Dahası bebek-çocuk giysilerinde çok daha çekici fiyatlara sahip. Ülkemizde bebek giysileri tam bir sömürü ve soygun aracı olarak değerlendirilirken devletin vergi desteği sayesinde bebek ve çocuk ürünleri çok ucuz. 1 pounddan 15 pounda kadar çok güzel takımlar alabilirsiniz ve renkleri, kalitesi, çizimleri de gayet güzel.

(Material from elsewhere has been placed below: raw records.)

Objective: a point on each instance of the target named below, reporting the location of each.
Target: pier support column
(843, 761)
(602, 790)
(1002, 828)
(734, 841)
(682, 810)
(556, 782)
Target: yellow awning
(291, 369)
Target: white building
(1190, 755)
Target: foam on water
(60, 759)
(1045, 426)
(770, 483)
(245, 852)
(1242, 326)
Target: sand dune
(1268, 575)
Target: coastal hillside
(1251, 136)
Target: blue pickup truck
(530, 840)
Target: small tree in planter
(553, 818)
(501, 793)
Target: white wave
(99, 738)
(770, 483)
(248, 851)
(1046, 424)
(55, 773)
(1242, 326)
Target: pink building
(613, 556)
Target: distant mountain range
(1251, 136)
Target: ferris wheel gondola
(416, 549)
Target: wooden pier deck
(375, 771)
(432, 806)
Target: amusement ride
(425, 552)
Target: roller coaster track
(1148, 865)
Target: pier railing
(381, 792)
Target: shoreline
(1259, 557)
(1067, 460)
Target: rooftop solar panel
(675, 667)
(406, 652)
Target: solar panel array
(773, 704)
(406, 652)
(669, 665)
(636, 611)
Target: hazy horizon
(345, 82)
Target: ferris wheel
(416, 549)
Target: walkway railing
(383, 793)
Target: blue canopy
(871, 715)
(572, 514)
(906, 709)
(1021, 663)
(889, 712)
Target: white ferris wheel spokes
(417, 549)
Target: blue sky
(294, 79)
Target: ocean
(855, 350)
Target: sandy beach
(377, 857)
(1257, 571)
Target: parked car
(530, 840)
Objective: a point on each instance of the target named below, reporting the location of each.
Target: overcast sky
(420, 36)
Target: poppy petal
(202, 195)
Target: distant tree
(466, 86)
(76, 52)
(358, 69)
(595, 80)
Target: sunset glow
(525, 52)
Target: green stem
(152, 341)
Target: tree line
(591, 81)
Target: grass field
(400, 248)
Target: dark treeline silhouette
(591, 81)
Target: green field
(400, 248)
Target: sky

Öte yandan bazı ürünleri oldukça pahalı. 1 pounda magnet bulmak mümkün değil. 4-5 poundu da bir magnete veya bisküvide vermek haksızlık, hele ki yukarıdaki giysi fiyatları varken. Öte yandan İskoçların geleneksel kıyafetleri olan ve tüm dünyada bilinen ekose ürünler ve atkılar da biraz daha pahalı olmakla beraber alınabilir. Bir atkıyı 8-20 sterline almak mümkün.

---  

İskoçya bize sempatik gelen bir ülkeydi. Kısa bir gezi sayesinde iki önemli şehri görme fırsatını bulduğumuz için de çok mutlu olduk. Ama İskoçya bu iki şehirle de sınırlı değil, daha geniş bir zamanda İskoçya göllerini, yaylalarını, kalelerini ve şatolarını da ziyaret etmek gerekecek. Sıcakkanlı İskoç halkını ve ülkelerini seveceğinizi umuyoruz.